Строган, напомнил Михайле, как много лет назад он, будучи совсем молодыми, со своими дружками, ходили стенка на стенку, лупцуя молодцов с Людиного конца. Сам же Строган, чаще всего стоял в сторонке, считая игрища — бестолковой затеей. И если минуту назад Михайло Сытинич охотно бы согласился с приведёнными доводами и оказал всестороннюю поддержку, то в связи с только что полученной информацией призадумался. Портить отношения с отцом невесты сына, было некстати. Тем более, возможность объединить два богатейших боярских рода казались слишком заманчивой перспективой. Сменив маску лица с дружественной на обывательскую, Сытинич произнёс:
— Знаешь, мои купцы мёдом торгуют, в хлебные дела не лезут. Так что, помощи от меня не жди. Сбыслав с князем на короткой ноге. Мой тебе совет — перетерпи.
— Вот как ты заговорил! Щенка Ярославого испугался? Так знай — мне Александр не указ! Жаль, что не с нами ты. Смотри Михайло, как бы локти не пришлось кусать. — Строган выскочил за ворота хором Михайлы Сытинича и со всего размаха ударил по лицу своего холопа, ожидающего хозяина у лошади. — Не стой на дороге, пёс смердящий!
Михайло поразмышлял немного, взвешивая варианты, и отправился к жене. Боярин всегда поступал так, когда шанс успеха в принимаемом решении был равен неудаче. Любушка, так ласково называл он свою жену, обладала невероятной интуицией, помноженной на логическое мышление, не свойственное женщинам. Не подвела она и в этот раз.
— Медвежонок, подумай сам... Сбыслав сидит на воске, ты на мёде, понял, к чему я веду? — Любушка полулежала на перине, положив голову мужа к себе на колени, не забывая гладить его по голове.
— Ээ... ммм... нет. — Пробормотал боярин.
— Мёд, воск, пчела, Вы должны быть вместе, словно в улье. А Строган, он скользкий, как гадюка болотная. — Женщина игриво пощекотала мужа за ушком.
— А пчела кто? — Михайло стал приподниматься, убирая голову с колен жены.
— Ой, пусти... медведь. Пчела это дочка Сбыслава, ой... — Любушка утонула в объятиях мужа.
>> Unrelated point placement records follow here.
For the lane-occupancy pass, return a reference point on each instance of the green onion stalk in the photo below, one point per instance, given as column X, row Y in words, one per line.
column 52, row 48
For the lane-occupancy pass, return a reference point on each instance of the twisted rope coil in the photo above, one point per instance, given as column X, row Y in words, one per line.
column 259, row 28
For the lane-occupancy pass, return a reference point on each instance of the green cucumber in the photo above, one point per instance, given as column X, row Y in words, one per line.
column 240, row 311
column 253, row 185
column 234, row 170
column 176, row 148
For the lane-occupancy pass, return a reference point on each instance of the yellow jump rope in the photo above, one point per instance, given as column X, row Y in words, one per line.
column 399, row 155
— Господи, как хорошо иметь умную жену. — Подумал Сытинич, целуя в сахарные уста любимую.
После жарких объятий, Любушка послала мальца к знакомой свахе. А дабы гонец не бежал с пустыми руками, то был передан горшочек с мёдом, завёрнутый в холстину и завязанный на бабский узел . Спустя час, сваха вышла через задний двор своего дома, поправила новую поднизь под кикой и неспешным шагом отправилась прогуляться, случайно свернув на улицу, ведущей к терему Сбыслава Якуновича. Степановна, за свою долгую жизнь, успела соединить сердца двух десяток боярских деток и более полусотни купеческих. Что касалось других сословий, то до них руки не доходили или ноги. Вернее — времени не хватало. Сваху иногда просили передавать записки, частенько те, кто не найдя счастья в браке, искал его на стороне. И как это бывает, многие из них — были прошлыми клиентами Степановны. Вот и сейчас, под головным убором женщины лежал кусочек бересты, адресованный Якуновичу.
* * *
Трое суток по реке, полдня на волоке, Ладога, со своим шумным торгом и в конце пути перед нами предстал Ореховый остров. Сама природа подсказывала новгородцам закрепиться на этом участке суши. Но, исторически это сложилось спустя два поколения, когда Новгородский князь Юрий Данилович, внук Александра Невского, в тысяча триста двадцать третьем году построит здесь крепость. Пока что, одинокая вышка, в точности скопированная с крепости у камня под Смоленском, встречала нас, окружённая лесом. Невдалеке от неё, на прибрежных волнах у куцего причала, покачивался корабль Бренко. Через оптику было видно, как из лесочка стали появляться вооружённые люди в знакомых мне касках на головах.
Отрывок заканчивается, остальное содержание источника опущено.